Parteaguas histórico

El 68 está hilvanado con esas asociaciones primigenias de las que el movimiento estuvo hecho: la del comedor, la de la propaganda, la del boteo, la de la seguridad. Y la más importante: la de pensar. La de plantear ideas y acuerdos –aun en medio del caos de las asambleas– nunca antes registrados y con la densidad social que el movimiento alcanzó. Como su pliego petitorio de seis puntos con demandas políticas, cuyas reivindicaciones ninguna democracia puede hacer de menos. O como el diálogo público con el gobierno, cuando el último diálogo público había sido en Querétaro con las armas en la mano para cocinar la Constitución de 1917. Lo que estaban inaugurando los estudiantes del 68 era un movimiento civilista, un movimiento ciudadano por la democracia.
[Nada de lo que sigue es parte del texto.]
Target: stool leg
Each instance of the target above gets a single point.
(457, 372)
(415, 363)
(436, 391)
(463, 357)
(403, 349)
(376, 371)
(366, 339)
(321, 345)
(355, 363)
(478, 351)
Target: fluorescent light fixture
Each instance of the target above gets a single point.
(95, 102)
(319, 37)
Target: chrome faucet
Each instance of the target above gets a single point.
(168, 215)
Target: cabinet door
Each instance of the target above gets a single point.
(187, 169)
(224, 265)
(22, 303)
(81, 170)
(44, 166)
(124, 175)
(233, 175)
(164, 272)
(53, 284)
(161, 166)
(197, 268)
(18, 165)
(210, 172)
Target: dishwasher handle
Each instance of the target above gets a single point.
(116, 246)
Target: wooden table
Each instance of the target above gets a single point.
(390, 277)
1968 fue un parteaguas histórico. Porque fue ahí que asomó la cabeza el ciudadano con demandas universales, no sectoriales. Demandas políticas, no sociales: libertad –la más preciada–, disolución de cuerpos policiacos represivos y derogación del artículo relativo al delito de disolución social. Demandas políticas que se engancharon con la realidad de los líderes sindicales presos, Demetrio Vallejo y Valentín Campa. Demandas políticas que reforzaron movimientos territoriales como el de la Comuna de Topilejo, a la vuelta de la esquina de la capital del país. Demandas políticas, universales como la del diálogo público.

Queda claro el pánico en el que entró el aparato de Estado en su conjunto. Queda claro que aceptar la demanda de diálogo público habría desnudado al rey. Al régimen de partido de Estado que nada podía ofrecer que no fueran Olimpiadas y garrote. Al Estado que se había legitimado con la expropiación petrolera y el reparto agrario, con la creación de empleos estables y el crecimiento del salario real, con la política social; pero que tenía pendiente la cuenta de la democracia, del voto libre y secreto.

¿Cómo acceder a las demandas del movimiento sin poner en peligro la existencia de ese régimen autoritario? Imposible. Por eso no extraña que, apenas horas antes de la matanza en Tlatelolco, el gobierno haya iniciado los preparativos de un supuesto diálogo. Era necesario ganar tiempo mientras organizaban el golpe. Para entonces estaba claro que, o disolvían a balazos el movimiento, o poco quedaría de ese viejo régimen. Y entonces las Olimpiadas habrían sido el escaparate mundial del inicio del derrumbe, como lo fue la absurda Guerra de las Malvinas para la dictadura militar argentina en 1982.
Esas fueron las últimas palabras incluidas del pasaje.